Tuesday, January 18, 2011

The Changing Nature of Dear Miss Breed’s Popularity

Three years after its publication, there has been a definite change in how the Japanese translation of Dear Miss Breed is being received by the public. The translation was published by Kashiwa Shobo in mid-2008. During the first year, I remember, reviewers were all syndicated professionals. They mostly gave very favorable comments which seemed to trigger a chain reaction of similar reviews. Mr. Seinosuke Nakashima, an art historian and essayist, highly recommended the book for young people, which I very much appreciated. I also received a personal thank-you from a reader for my translation effort.

Dear Miss Breed, the original English book by Joanne Oppenheim may have been first introduced to the Japanese in 2007 in an article written by Dr. Keiichi Ogawa for the Kanagawa Newspaper prior to the release of my translation. Dr. Ogawa, a Yokohama City Library Headmaster, visited San Diego City Library in early 2007. (San Diego is the sister city of Yokohama.) His visit happened to coincide with Clara Breed’s 100th birthday and was presented with Joanne’s book. He raced through the book on his return flight to Japan and was very impressed. He submitted his book review to a local newspaper. I was working hard on the translation at the time not knowing about Dr. Ogawa’s review. Unintentionally, I did a search on Dear Miss Breed online and found a fervent plea from one of the readers of the Kanagawa paper who commented,“Can someone please translate the book for me?” I was surprised and intrigued. I contacted Dr. Ogawa to inquire about the background of his introduction while speeding up the translation process. I got a personal thank-you from that young reader in Kanagawa when the translation was finally published.

The new trends I mentioned at the outset are l) the book is now being read by young children and 2) Miss Breed has become a role model for librarians.
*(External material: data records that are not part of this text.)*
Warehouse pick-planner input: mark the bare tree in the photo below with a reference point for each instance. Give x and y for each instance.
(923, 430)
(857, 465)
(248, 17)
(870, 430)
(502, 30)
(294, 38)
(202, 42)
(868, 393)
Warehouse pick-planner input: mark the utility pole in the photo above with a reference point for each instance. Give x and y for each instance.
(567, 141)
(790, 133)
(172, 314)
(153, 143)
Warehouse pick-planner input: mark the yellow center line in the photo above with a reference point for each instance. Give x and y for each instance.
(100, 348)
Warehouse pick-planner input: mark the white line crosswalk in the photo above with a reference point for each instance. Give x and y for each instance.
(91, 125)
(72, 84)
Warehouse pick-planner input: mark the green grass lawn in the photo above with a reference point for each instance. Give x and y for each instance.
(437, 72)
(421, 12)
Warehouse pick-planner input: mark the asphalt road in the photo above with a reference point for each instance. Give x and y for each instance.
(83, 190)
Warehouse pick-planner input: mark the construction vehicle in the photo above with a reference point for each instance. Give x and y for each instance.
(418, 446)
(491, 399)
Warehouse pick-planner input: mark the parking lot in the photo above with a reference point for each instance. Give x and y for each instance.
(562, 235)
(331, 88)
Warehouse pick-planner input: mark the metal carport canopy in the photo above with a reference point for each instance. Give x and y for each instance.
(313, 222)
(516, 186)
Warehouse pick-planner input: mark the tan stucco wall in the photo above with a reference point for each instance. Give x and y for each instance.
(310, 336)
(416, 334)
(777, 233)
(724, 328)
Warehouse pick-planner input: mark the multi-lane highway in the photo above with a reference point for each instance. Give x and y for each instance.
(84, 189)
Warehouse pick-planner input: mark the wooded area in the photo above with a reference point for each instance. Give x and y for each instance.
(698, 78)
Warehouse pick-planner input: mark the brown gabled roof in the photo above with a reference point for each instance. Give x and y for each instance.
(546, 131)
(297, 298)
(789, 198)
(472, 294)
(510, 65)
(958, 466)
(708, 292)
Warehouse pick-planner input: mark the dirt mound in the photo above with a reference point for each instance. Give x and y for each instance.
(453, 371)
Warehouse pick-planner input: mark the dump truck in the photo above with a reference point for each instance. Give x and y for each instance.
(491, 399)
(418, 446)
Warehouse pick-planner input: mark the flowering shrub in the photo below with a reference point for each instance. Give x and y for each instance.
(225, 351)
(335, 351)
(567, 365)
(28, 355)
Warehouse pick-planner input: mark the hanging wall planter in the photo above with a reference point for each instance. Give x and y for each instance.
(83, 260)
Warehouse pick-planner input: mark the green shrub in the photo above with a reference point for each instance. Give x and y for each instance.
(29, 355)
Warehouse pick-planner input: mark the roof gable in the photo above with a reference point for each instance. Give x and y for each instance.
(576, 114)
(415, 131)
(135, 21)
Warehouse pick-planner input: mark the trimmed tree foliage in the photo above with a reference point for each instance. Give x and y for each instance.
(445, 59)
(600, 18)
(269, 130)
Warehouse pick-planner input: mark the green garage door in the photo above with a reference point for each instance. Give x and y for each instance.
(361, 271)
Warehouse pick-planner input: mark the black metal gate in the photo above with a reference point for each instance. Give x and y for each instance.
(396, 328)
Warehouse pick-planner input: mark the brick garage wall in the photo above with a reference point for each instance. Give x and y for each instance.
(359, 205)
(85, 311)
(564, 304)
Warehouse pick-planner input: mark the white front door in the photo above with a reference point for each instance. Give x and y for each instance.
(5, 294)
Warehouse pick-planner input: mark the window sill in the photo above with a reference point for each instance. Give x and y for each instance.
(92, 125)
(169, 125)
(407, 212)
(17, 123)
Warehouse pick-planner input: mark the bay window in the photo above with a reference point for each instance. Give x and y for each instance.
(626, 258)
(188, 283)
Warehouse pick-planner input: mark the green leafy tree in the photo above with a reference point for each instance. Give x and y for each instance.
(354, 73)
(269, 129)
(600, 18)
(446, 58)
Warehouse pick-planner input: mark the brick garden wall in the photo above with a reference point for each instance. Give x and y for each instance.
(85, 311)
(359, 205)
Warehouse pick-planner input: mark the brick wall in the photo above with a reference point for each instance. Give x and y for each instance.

l) I'm happy to see my translation being classified as a “non-fiction picture book." A monthly magazine called "Bookshelves for Children" and a research firm, "Books for Japanese Children," both named Dear Miss Breed as their top selection. My original intent was to target children even though I received many comments that the subject matter may be a little too harsh for children.

2) Librarians from major cities including Yokohama, Shizuoka, Fukuoka and others created a traveling "Tamashii Juku" or "Tamashii School" training Symposium. The first symposium was held in Shizuoka and I heard they used "Clara Breed" as a role model and used my translation as the textbook. I heard many public libraries are equally enthused and are following the lead of Yokohama and Shizuoka librarians. A book called Librarian, the Sorceress was published recently.